"Adela (Women’s white long sleeve sport shirts)" presenta una dona acusada d’haver comès un crim. A mesura que l’acció avança, veurem com Adela anirà desgranant els seus arguments de defensa davant la interpel·lació d’un passat que retorna una vegada i una altra a la seva ment. Aquesta serà l’excusa per tal que l’espai escènic es converteixi en el centre de la tempesta humana, on veritat i invenció seran la trama inseparable i difosa d’un mateix destí de condemna i salvació.
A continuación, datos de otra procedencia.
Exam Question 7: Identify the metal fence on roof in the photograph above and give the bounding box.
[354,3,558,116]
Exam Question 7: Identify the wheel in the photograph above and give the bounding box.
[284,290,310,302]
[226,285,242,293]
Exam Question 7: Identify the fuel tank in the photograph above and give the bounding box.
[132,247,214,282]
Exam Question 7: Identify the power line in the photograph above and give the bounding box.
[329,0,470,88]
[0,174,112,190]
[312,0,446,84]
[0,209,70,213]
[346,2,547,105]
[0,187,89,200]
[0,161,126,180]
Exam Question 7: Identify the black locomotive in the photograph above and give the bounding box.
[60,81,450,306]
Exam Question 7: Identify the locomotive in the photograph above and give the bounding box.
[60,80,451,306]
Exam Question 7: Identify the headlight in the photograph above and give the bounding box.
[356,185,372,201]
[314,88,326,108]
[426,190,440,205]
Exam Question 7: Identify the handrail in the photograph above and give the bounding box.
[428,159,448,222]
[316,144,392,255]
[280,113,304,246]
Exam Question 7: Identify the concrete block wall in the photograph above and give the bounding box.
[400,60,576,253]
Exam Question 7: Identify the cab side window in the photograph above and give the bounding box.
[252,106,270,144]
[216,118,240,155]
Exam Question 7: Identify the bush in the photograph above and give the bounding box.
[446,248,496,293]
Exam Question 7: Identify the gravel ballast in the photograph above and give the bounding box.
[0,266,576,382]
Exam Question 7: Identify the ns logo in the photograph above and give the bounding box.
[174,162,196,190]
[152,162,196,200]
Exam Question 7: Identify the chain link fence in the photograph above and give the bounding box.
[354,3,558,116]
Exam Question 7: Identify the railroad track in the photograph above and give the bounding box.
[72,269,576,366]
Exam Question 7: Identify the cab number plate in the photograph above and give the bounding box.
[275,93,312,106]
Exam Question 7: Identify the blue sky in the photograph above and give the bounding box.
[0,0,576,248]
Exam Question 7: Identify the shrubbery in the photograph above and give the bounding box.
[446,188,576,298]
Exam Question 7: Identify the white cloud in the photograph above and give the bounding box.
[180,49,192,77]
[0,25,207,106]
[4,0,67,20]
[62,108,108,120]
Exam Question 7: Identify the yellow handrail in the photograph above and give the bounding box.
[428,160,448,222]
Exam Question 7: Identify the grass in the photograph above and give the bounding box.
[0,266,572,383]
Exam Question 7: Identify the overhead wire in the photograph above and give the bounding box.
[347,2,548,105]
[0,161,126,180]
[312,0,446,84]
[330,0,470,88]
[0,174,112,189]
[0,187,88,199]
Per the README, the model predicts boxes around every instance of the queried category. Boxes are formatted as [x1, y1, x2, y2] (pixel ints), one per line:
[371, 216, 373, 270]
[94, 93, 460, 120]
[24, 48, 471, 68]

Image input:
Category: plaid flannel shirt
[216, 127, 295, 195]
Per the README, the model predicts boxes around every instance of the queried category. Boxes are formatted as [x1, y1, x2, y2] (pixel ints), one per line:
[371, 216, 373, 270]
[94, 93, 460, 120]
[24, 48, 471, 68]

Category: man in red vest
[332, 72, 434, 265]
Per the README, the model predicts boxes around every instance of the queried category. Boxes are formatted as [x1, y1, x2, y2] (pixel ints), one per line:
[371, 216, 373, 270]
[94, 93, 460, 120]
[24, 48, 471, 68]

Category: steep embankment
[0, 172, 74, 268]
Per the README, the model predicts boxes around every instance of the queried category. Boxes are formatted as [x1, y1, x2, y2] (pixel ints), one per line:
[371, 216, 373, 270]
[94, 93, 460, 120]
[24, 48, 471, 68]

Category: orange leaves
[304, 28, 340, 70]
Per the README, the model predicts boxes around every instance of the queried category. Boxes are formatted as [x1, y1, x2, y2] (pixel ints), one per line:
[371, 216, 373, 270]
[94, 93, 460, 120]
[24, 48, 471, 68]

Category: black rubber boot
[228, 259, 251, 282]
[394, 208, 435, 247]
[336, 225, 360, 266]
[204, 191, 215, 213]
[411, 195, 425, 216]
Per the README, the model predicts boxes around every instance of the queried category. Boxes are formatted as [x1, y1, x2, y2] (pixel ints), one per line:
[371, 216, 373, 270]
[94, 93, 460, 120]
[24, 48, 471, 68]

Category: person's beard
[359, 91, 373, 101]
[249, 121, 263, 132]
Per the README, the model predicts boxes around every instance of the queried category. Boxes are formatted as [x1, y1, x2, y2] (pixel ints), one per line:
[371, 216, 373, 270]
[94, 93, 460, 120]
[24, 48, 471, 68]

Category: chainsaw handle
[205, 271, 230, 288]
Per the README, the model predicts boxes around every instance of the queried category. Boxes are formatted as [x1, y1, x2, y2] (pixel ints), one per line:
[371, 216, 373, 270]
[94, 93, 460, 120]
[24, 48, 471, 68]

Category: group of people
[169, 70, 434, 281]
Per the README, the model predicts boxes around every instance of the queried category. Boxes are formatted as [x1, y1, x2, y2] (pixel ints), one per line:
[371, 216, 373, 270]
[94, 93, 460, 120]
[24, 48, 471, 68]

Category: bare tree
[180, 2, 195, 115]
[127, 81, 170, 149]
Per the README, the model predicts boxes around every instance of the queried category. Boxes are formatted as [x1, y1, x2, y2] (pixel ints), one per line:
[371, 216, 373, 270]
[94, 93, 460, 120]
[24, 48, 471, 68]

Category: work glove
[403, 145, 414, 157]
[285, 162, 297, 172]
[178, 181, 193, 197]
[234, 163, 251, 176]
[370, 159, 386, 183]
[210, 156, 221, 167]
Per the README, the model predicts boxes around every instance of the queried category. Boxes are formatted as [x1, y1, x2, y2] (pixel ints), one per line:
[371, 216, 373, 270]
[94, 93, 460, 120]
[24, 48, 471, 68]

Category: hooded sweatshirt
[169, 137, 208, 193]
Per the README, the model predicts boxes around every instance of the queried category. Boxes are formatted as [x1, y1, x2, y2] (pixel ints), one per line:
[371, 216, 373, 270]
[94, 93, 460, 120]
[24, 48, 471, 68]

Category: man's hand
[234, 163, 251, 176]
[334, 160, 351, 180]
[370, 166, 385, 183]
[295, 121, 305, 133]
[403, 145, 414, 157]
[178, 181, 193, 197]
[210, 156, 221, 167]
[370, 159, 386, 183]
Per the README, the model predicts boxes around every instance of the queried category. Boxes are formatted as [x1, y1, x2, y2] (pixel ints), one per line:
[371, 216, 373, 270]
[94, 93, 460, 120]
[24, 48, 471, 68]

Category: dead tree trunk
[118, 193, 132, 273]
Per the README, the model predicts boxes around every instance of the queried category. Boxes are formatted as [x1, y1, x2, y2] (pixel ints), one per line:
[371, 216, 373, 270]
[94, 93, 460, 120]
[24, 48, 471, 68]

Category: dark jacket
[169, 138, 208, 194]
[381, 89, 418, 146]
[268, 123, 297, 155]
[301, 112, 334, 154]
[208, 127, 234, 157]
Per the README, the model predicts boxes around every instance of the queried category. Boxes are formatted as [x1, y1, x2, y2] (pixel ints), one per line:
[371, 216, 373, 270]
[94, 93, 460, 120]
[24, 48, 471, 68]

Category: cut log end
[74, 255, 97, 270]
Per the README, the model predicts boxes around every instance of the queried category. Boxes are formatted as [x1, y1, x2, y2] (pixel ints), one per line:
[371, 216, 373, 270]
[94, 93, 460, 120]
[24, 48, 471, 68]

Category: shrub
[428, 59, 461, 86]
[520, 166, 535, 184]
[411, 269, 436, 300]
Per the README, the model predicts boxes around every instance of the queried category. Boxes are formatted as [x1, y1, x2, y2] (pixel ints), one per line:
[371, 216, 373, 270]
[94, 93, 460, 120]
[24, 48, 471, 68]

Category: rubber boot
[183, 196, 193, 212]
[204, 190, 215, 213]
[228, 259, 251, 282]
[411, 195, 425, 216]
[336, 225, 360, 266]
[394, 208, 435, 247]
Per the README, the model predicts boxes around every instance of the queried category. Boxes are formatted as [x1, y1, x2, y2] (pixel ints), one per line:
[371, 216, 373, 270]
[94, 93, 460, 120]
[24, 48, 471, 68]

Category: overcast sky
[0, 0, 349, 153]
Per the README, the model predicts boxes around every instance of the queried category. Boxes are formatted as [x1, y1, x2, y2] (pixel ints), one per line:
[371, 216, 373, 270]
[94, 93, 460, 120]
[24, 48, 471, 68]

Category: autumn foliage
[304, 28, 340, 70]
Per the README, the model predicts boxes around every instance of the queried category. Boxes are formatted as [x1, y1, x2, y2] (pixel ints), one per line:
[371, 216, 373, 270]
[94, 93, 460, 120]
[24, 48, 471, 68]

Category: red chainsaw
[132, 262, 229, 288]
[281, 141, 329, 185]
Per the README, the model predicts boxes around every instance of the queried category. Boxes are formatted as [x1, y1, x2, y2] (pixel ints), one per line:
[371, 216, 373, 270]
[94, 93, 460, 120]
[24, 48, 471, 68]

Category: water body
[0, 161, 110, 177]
Daniel Veronese aterrizó en Madrid allá por 2007 con unas reescrituras de Chéjov que entusiasmaron al público y la crítica. Tío Vania se transformaba en un porteño Espía a una mujer que se mata. Las tres hermanas eran tres hermanos en Un hombre que se ahoga. El sutil Chéjov del subtexto y las acciones indirectas saltaba por los aires con unas familias hiperactivamente desestructuradas, con una metateatralidad muy fresca y voladuras controladas de humor absurdo que completaban la fórmula del éxito. Pero en las mismas fechas, Veronese estrenaba también piezas enteramente propias, como Mujeres soñaron caballos. La fórmula era parecida aunque ya no estaba Chéjov en la falsilla. De nuevo había familias disfuncionales, humor verboso y disparatado, el teatro hablando de sí mismo y una acción ciclotímica en espacios pequeños. Pero ya no era igual. El Veronese original no tenía el brillo del Veronese chejoviano.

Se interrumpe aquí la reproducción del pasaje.